Впятером уселись за длинный стол, оставив дверь приоткрытой – музыка и спокойные голоса из зала не нарушали сакральную атмосферу литературного клуба. Студентка заняла место рядом с преподавателем, пробегая глазами корешки книг, стоявших на стеллажах.
– Я рад вас здесь видеть, – сказал филолог двум поэтессам и журналистке, которые расположились напротив, – с чего начнём?
– Начнём мы с драматургии, хоть Танька будет орать, – отозвалась Настя, вынув из рюкзака какую-то папку, а из неё – листы с текстом, – мы тут вдвоём двухактную пьесу начали сочинять про самих себя, и вот теперь думаем, стоит ли продолжать?
– Хороший вопрос, – с комичным глубокомыслием приложила Таня палец к щеке, – а вы, вообще, задумывались над ещё более великолепным вопросом – стоит ли начинать?
– Если не задумывались, то правильно делали, – поддержал писательниц Дмитрий Львович, – ведь без энергии заблуждения ничего бы не было вообще, по мнению Льва Толстого. Как называется ваша пьеса?
– "Третий стакан", – ответила Маша, бросая взгляд на соавтора. Та воскликнула:
– Нет, не "Третий стакан"! "Король устрашения"! Пусть хотя бы название этой пьесы будет вменяемым.
– Прочитайте, – предложил Бликов, – вместе подумаем, как назвать.
Тут принесли чай, а также ватрушки. Слушая девушек, по ролям читавших своё творение, Дмитрий Львович и Любочка предавались чревоугодию, а ехидная журналистка – общению в соцсетях. Пьеса обрывалась примерно на середине первого акта. Сложив листы, писательницы воззрились на Бликова без малейшей надежды на снисхождение. Он молчал, барабаня по столу пальцами. Его мысли были, казалось, где-то за горизонтом.
– Ад, – свирепой болонкой тявкнула журналистка, не отрывая глаз от "Самсунга Гелэкси", – ад в аду. Адище! Девочки, вы обязаны завершить её, чтоб войти в историю ещё раз и впредь из неё не выйти. Ведь Шопенгауэр утверждал, что творения оставляют в ней более глубокий след, чем деяния. Правда, Дима?
– А ты что думаешь? – обратился Бликов к студентке. Настя и Маша немедленно закурили, давая этим понять, что они здесь вовсе не для того, чтоб слушать кого ни попадя.
– Я расцениваю это произведение как литературную неудачу, – начала Люба, ни капельки не смутившись, – драматургия предполагает некоторое утрирование, особенно в диалогах, но здесь оно бульдозером давит всё, кроме главной мысли.

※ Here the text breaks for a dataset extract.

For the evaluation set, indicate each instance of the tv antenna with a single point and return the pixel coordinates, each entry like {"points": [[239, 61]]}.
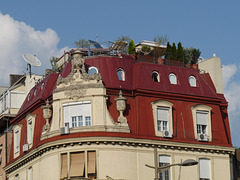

– А в чём она? – психанула Настя, гася только что начатую сигарету, – если бульдозер раздавил всё, кроме главной мысли, то, значит, ты её ясно видишь! Так в чём она? Сформулируй!
– Отстань от девочки! – вдруг вошла во гнев журналистка, – я сформулирую вашу сраную мысль! Она не оригинальна: моральный мазохизм гения. Тоже мне, Сираножки де Бержераки! Тупьё бездарное!
– Дура! – рявкнула Маша, – борьба с драконом – это не мазохизм, моя дорогая! Это – единственный способ выжить!
Под эту реплику в комнату вошла Рита, а следом – Женька с печатью скепсиса на лице, старательно сохраняемой. Дмитрий Львович и Любочка вежливо поздоровались с вновь прибывшими, а три спорщицы лишь кивнули. Им уже было не до любезностей.
– Я фигею в этом дурдоме! – стискивая в руке телефон, верещала Танечка, пока Рита с Женькой усаживались, – позвольте осведомиться, какого ж … вы не остались в Америке, где Мадонна бы вас научила петь, а Мик Джаггер – сочинять песни? Нет, вы сюда опять притащились, к дракону в пасть! Думали, вас ждут, как богинь? Какие же вы смешные, девчонки!